Message ID | 20221031054108.541190-1-senozhatsky@chromium.org (mailing list archive) |
---|---|
Headers | show |
Series | zsmalloc/zram: configurable zspage size | expand |
On Mon, Oct 31, 2022 at 02:40:59PM +0900, Sergey Senozhatsky wrote: > Hello, > > Some use-cases and/or data patterns may benefit from > larger zspages. Currently the limit on the number of physical > pages that are linked into a zspage is hardcoded to 4. Higher > limit changes key characteristics of a number of the size > classes, improving compactness of the pool and redusing the > amount of memory zsmalloc pool uses. More on this in 0002 > commit message. Hi Sergey, I think the idea that break of fixed subpages in zspage is really good start to optimize further. However, I am worry about introducing per-pool config this stage.
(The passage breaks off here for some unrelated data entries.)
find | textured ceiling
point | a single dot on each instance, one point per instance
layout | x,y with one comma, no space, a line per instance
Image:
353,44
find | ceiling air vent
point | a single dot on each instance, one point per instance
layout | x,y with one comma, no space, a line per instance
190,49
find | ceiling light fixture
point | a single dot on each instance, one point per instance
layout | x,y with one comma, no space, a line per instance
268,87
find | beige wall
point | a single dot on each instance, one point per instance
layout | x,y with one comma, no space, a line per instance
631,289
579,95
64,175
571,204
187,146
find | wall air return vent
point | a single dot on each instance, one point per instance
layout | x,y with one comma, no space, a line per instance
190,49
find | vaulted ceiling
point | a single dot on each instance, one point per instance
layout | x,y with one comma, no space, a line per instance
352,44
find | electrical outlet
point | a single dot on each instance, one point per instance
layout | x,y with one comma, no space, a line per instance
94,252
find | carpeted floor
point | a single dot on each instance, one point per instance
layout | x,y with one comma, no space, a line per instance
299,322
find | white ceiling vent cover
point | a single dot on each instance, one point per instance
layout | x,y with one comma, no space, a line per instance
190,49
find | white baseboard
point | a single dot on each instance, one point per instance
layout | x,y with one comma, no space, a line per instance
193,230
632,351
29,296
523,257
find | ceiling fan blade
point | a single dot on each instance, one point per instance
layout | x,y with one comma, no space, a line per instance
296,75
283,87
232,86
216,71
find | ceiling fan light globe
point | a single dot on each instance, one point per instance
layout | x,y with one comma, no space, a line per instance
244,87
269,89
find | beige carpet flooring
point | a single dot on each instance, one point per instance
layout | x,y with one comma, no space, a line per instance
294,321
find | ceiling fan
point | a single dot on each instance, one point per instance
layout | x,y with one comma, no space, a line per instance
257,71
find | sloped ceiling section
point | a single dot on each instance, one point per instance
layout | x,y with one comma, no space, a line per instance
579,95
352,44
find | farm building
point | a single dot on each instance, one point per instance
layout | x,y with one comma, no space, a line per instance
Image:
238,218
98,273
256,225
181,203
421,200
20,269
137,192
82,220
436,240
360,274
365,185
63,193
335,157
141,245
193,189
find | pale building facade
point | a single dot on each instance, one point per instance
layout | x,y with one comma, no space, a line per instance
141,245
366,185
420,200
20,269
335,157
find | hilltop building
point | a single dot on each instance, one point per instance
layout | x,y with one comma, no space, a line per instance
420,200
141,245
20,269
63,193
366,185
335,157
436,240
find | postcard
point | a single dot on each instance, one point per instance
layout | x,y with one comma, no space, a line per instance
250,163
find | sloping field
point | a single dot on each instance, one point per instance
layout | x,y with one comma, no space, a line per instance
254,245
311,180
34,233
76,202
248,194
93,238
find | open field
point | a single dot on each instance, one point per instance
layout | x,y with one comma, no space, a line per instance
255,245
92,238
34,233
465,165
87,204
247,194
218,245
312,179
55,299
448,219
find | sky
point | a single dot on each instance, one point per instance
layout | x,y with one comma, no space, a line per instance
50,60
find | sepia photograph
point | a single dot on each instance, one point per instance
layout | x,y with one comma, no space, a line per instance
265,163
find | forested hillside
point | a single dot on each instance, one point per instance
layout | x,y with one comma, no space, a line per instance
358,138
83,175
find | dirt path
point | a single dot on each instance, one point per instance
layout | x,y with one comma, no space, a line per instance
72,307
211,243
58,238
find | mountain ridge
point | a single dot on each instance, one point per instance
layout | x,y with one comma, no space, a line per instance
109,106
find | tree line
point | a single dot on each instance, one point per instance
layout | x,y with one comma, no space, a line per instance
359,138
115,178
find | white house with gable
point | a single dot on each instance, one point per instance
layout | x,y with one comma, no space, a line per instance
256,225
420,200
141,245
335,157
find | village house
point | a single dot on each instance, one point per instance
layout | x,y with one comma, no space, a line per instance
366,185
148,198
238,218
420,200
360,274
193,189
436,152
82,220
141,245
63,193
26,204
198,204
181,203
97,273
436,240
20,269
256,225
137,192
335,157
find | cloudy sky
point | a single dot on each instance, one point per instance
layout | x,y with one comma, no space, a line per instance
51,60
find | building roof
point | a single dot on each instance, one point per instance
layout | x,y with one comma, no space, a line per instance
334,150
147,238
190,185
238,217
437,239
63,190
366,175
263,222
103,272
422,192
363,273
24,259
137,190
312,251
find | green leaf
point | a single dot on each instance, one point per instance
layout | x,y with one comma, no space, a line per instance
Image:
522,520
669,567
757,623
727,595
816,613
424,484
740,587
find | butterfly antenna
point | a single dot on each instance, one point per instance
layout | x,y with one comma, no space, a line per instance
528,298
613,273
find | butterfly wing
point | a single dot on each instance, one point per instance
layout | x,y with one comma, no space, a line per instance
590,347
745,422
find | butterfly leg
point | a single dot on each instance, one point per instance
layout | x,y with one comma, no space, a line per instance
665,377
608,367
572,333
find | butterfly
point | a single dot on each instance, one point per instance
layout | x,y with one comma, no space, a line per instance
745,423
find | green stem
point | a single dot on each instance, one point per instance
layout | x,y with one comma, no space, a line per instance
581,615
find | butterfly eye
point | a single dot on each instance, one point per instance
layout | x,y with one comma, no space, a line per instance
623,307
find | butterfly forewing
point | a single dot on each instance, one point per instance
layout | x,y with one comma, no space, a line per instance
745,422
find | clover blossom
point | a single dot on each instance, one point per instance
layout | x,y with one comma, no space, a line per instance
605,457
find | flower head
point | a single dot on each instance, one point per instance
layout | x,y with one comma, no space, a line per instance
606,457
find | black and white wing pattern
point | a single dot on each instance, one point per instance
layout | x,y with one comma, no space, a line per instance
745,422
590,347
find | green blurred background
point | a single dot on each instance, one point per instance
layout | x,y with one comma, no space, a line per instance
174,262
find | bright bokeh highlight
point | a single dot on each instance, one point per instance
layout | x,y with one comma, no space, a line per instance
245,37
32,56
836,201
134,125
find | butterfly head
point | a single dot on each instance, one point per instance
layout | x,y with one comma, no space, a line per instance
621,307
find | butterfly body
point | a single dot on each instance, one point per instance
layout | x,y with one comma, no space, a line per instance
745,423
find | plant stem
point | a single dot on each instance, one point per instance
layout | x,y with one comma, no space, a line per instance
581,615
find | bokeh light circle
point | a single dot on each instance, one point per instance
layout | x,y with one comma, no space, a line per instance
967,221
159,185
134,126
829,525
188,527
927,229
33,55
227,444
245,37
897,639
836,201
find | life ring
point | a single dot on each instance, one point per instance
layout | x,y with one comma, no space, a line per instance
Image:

How about to introduce just one golden value for the zspage size? order-3 or 4 in Kconfig with keeping default 2? And then we make more efforts to have auto tune based on the wasted memory and the number of size classes on the fly. A good thing to be able to achieve is we have indirect table(handle <-> zpage) so we could move the object anytime so I think we could do better way in the end.
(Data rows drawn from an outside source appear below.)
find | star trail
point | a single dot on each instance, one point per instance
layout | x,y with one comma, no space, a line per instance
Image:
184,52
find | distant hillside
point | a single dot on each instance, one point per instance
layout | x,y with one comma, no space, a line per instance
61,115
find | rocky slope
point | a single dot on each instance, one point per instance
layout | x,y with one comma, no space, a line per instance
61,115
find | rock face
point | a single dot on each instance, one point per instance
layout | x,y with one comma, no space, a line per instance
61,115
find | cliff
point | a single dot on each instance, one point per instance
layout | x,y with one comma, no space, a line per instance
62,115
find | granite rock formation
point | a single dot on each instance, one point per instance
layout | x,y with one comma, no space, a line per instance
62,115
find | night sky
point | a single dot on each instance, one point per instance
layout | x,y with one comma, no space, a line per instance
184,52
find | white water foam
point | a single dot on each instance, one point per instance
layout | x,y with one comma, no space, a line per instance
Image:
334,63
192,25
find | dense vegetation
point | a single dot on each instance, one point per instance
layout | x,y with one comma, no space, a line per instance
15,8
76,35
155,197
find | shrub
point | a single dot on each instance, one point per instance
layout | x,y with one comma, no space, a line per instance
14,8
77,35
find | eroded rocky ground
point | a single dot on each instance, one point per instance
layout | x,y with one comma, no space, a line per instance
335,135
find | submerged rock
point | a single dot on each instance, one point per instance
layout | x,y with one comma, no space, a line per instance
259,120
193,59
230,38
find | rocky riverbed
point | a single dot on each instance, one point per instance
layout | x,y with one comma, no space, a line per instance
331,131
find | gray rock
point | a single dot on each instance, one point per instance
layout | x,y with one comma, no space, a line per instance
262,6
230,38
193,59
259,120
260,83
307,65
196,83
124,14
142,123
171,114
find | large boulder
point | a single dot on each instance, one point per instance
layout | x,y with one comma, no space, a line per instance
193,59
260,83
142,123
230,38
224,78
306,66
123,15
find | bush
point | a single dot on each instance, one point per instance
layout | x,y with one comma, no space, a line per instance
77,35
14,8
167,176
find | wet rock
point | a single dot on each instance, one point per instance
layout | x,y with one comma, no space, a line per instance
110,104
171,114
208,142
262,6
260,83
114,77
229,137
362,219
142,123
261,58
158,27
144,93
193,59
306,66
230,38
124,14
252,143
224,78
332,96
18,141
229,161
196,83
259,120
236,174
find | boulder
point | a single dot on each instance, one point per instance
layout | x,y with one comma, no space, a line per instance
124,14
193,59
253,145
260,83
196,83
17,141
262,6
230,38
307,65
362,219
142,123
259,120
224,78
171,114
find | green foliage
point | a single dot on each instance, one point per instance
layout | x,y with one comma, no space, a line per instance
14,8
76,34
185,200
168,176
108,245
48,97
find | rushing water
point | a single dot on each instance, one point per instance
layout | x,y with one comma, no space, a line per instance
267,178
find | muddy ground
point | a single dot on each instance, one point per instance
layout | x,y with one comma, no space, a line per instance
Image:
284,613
Hi, On (22/11/10 14:44), Minchan Kim wrote: > On Mon, Oct 31, 2022 at 02:40:59PM +0900, Sergey Senozhatsky wrote: > > Hello, > > > > Some use-cases and/or data patterns may benefit from > > larger zspages. Currently the limit on the number of physical > > pages that are linked into a zspage is hardcoded to 4. Higher > > limit changes key characteristics of a number of the size > > classes, improving compactness of the pool and redusing the > > amount of memory zsmalloc pool uses. More on this in 0002 > > commit message. > > Hi Sergey, > > I think the idea that break of fixed subpages in zspage is > really good start to optimize further. However, I am worry > about introducing per-pool config this stage. How about > to introduce just one golden value for the zspage size? > order-3 or 4 in Kconfig with keeping default 2? Sorry, not sure I'm following. So you want a .config value for zspage limit? I really like the sysfs knob, because then one may set values on per-device basis (if they have multiple zram devices in a system with different data patterns): zram0 which is used as a swap device uses, say, 4 zram1 which is vfat block device uses, say, 6 zram2 which is ext4 block device uses, say, 8 The whole point of the series is that one single value does not fit all purposes. There is no silver bullet. > And then we make more efforts to have auto tune based on > the wasted memory and the number of size classes on the > fly. A good thing to be able to achieve is we have indirect > table(handle <-> zpage) so we could move the object anytime > so I think we could do better way in the end. It still needs to be per zram device (per zspool). sysfs knob doesn't stop us from having auto-tuned values in the future.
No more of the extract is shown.